Economie collaborative : bon plan ou faux ami pour gagner de l’argent ?

de | 10 décembre 2016

Donner un cours particulier, partager son camping car ou son canapé… l’économie collaborative est de plus en plus omniprésente dans notre quotidien.  Partage, quête de sens, confiance, convivialité… Il y a encore peu de temps, cette nouvelle économie collaborative 2.0 se paraît de mille et une vertus. Alors confidentielle et connue d’une minorité d’initiés, elle permettait de dispenser des grandes marques traditionnelles prélevant des commissions élevées et de miser sur les circuits courts entre particuliers. Echanger son appartement sur Airbnb, partager sa voiture sur Blablacar… seulement voilà, un vent nouveau souffle sur l’univers de la sharing economy, fini le temps de l’insouciance. Pourtant, les temps changent et cette nouvelle économie n’est plus synonyme d’eldorado.

L’URSAFF attaque Uber, le Tribunal Correctionnel menace Heetch, la Mairie de Paris accroît la pression sur Airbnb… chaque semaine, un nouvelle startup est épinglée. Précédemment porté au pinacle, l’économie du partage aurait troqué ses oripeaux idéalistes pour revêtir l’habit de plateformes capitalistes, assoiffées de pétro-dollars et tout droit issues de la Silicon Valley.
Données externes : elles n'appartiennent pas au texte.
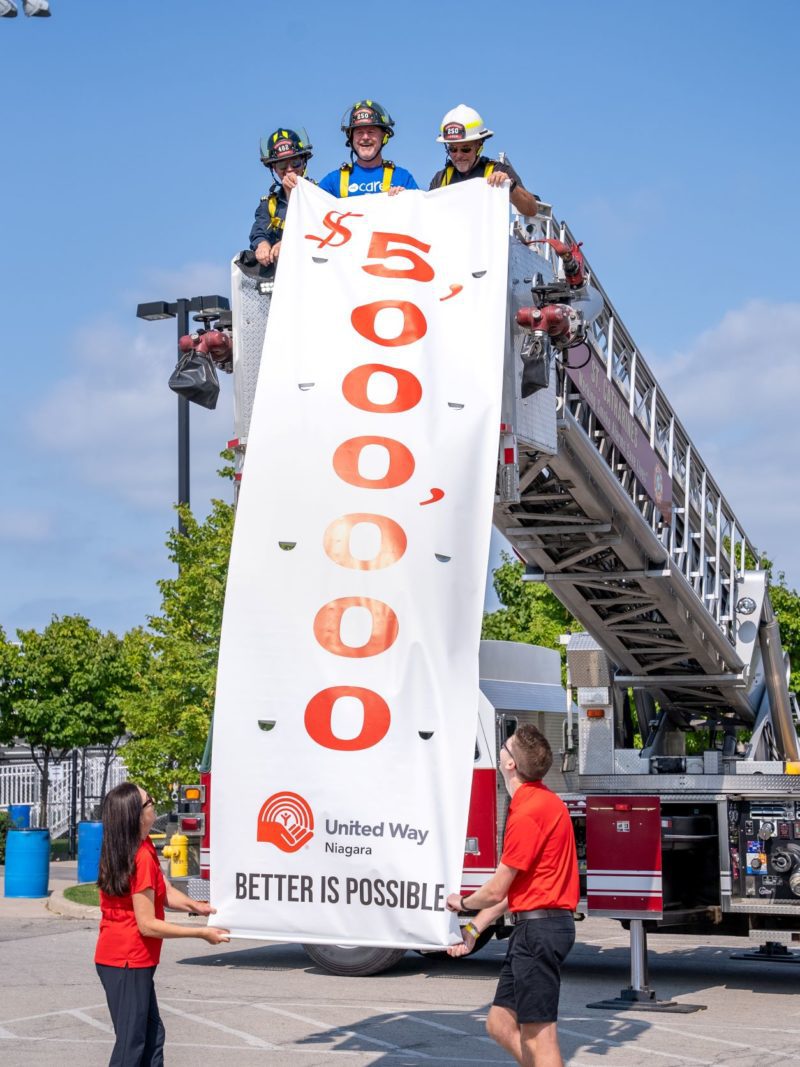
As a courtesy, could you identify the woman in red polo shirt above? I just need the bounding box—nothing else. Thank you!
[95,782,229,1067]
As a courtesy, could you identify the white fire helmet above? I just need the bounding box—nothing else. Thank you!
[436,103,493,144]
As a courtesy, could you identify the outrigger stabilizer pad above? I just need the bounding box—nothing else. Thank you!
[587,986,706,1015]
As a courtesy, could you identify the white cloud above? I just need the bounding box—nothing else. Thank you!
[0,508,54,544]
[649,301,800,586]
[128,262,230,306]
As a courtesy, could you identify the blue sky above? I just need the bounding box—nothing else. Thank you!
[0,0,800,632]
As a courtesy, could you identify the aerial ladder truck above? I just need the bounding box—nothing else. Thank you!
[178,204,800,981]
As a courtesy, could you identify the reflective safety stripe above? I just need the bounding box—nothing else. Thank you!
[439,163,495,188]
[339,161,395,196]
[267,193,286,229]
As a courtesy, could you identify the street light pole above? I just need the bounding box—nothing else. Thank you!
[137,296,230,535]
[175,297,191,536]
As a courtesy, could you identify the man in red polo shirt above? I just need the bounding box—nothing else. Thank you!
[447,723,579,1067]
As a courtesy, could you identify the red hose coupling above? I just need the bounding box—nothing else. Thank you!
[516,304,570,337]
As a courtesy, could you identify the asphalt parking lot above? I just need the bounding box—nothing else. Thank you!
[0,908,800,1067]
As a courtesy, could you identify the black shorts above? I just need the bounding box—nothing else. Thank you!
[494,911,575,1023]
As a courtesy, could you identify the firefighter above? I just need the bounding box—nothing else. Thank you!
[319,100,419,196]
[447,723,579,1067]
[250,127,314,267]
[428,103,539,216]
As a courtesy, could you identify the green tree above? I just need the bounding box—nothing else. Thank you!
[769,571,800,691]
[481,552,581,654]
[124,495,234,800]
[0,615,130,826]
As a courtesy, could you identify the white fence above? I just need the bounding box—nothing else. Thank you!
[0,754,128,838]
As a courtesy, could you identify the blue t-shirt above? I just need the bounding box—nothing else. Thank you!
[319,163,419,196]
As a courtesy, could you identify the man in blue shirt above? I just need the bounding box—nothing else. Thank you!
[319,100,419,196]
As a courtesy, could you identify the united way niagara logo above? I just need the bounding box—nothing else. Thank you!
[256,793,314,853]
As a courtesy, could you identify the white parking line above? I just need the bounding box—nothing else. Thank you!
[0,1001,107,1025]
[370,1004,495,1045]
[64,1007,114,1034]
[558,1020,714,1067]
[610,1019,800,1063]
[252,1004,431,1060]
[158,1001,277,1052]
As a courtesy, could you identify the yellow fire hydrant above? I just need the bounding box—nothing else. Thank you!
[161,833,189,878]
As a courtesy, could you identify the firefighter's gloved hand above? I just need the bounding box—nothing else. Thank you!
[447,923,478,959]
[255,241,272,267]
[281,171,301,200]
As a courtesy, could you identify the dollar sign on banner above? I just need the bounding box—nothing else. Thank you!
[305,211,364,249]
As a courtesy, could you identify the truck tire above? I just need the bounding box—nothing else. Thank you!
[303,944,405,978]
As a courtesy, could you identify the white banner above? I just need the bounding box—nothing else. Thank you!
[211,181,508,947]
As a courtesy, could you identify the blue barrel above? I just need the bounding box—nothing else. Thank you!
[5,830,50,896]
[78,823,102,881]
[9,803,31,830]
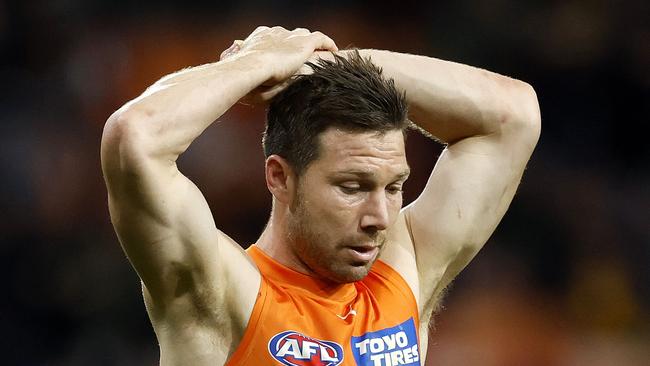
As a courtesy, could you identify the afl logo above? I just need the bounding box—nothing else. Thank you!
[269,330,343,366]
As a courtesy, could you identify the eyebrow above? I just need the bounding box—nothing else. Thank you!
[336,168,411,180]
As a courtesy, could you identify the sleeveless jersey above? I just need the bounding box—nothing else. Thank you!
[226,245,421,366]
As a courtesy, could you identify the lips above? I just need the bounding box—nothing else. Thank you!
[346,245,379,264]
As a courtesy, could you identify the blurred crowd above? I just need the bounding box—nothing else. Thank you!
[0,0,650,366]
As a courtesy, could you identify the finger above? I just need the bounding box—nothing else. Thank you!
[311,31,339,52]
[246,25,271,39]
[219,40,243,60]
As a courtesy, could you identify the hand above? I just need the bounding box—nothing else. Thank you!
[220,27,338,104]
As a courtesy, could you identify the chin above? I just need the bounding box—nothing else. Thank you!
[325,265,371,283]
Alors : info ou intox ? Auparavant affranchie de toutes contraintes et désormais sous les feux du législateur, l’économie collaborative a-t-elle encore un avenir ?

mains unies

Pourquoi l’économie collaborative séduit ?
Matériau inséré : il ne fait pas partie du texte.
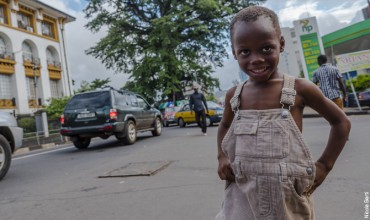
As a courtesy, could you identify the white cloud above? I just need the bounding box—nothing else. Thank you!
[38,0,128,89]
[62,12,128,88]
[37,0,366,89]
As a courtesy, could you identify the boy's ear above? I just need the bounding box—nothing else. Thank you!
[280,36,285,52]
[232,48,236,60]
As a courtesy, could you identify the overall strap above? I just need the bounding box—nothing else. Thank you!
[280,74,297,110]
[230,81,247,113]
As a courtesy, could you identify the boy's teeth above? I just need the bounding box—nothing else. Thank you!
[253,68,266,73]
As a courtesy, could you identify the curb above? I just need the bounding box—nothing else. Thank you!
[303,110,370,118]
[13,142,72,156]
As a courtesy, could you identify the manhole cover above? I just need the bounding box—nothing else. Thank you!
[98,161,173,178]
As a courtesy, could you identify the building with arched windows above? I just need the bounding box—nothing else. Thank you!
[0,0,75,114]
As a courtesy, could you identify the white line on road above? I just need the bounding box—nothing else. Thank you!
[12,146,73,160]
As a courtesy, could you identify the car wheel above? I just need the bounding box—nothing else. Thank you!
[123,120,136,144]
[73,138,91,149]
[179,118,186,128]
[0,135,12,180]
[206,116,212,127]
[152,118,162,136]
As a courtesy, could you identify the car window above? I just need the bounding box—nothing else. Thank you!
[66,91,111,109]
[183,105,190,111]
[137,96,148,109]
[128,94,139,107]
[113,91,128,106]
[207,102,222,108]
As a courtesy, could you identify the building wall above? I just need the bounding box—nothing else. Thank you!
[0,0,72,114]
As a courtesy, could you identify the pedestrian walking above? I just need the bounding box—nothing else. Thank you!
[312,54,347,109]
[189,86,208,135]
[216,6,351,220]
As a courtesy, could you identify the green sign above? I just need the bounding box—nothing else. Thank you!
[301,33,321,80]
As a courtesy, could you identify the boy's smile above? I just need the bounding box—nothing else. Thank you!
[231,16,285,82]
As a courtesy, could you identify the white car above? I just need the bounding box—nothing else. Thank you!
[0,111,23,180]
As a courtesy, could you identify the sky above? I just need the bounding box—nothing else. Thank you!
[41,0,367,90]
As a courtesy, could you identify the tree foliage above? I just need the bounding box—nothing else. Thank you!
[84,0,263,99]
[75,78,110,93]
[346,74,370,92]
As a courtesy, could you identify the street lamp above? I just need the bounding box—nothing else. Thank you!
[32,58,39,108]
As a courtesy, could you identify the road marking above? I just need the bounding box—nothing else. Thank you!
[12,146,73,160]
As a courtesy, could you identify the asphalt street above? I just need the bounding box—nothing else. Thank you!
[0,115,370,220]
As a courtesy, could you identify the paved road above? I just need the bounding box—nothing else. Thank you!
[0,116,370,220]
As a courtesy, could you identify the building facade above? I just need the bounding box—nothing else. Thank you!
[0,0,75,114]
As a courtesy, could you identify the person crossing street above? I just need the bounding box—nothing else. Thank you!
[189,86,208,135]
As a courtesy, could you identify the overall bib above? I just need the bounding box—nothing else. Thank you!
[216,75,316,220]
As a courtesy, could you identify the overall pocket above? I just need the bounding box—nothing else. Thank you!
[235,120,289,159]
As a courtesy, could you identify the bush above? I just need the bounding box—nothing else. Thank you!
[45,96,72,119]
[18,117,36,133]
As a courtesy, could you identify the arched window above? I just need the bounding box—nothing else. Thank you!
[46,48,55,65]
[0,36,6,55]
[22,42,32,61]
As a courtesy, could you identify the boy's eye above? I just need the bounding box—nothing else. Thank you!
[240,50,249,56]
[262,47,272,53]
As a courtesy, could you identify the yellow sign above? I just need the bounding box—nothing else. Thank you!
[335,50,370,73]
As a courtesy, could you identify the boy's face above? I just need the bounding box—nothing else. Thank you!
[231,16,285,82]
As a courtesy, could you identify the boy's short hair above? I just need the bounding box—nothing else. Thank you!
[230,6,281,39]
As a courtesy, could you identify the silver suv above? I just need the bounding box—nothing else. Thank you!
[0,111,23,180]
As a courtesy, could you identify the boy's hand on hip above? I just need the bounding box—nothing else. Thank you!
[218,154,235,182]
[307,162,330,195]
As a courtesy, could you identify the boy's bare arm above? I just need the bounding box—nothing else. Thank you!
[296,79,351,194]
[217,87,235,182]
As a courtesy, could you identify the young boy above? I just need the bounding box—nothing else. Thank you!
[216,6,351,220]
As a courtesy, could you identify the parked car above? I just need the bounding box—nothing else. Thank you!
[358,88,370,106]
[175,101,224,127]
[163,106,180,127]
[0,111,23,180]
[60,88,162,149]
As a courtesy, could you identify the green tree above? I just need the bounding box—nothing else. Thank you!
[346,74,370,92]
[75,78,110,93]
[84,0,264,100]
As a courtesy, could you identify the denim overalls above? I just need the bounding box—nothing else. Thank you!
[216,75,316,220]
A l’origine, l’économie collaborative repose sur un principe de partage de biens ou de services entre particuliers ; elle permet par exemple de partager sa compétence sur Kokoroe,  de louer sa voiture sur Drivy ou encore de déguster un repas avec Vizeat. Ainsi, on joint l’utile à l’agréable, en partageant entre pairs et en faisant de petites économies. Fort de ces avantages et boostée par l’essor du web, l’économie collaborative connaît un véritable engouement, emportant dans son sillon une kyrielle de startups (plus de 9000 sont récensées par Forbes) rivalisant d’imagination : il devient ainsi possible de partager son appartement ou même son lave-vaisselle.

Des actualités de mauvais augure

Cet élan est aujourd’hui stoppé en plein vol par le législateur qui peine à suivre le rythme de ces innovations et souhaite encadrer ces pratiques et éviter le dumping social et fiscal. La loi Alur a jeté un premier caillou dans la mare il y a deux ans, en codifiant les locations à répétition. La Mairie de Paris lui a emboîté le pas en encadrant les locations touristiques de plateformes telles qu’Airbnb. Pour la première fois, l’entreprise californienne doit jongler entre les restrictions lancées par Berlin, Madrid ou New York.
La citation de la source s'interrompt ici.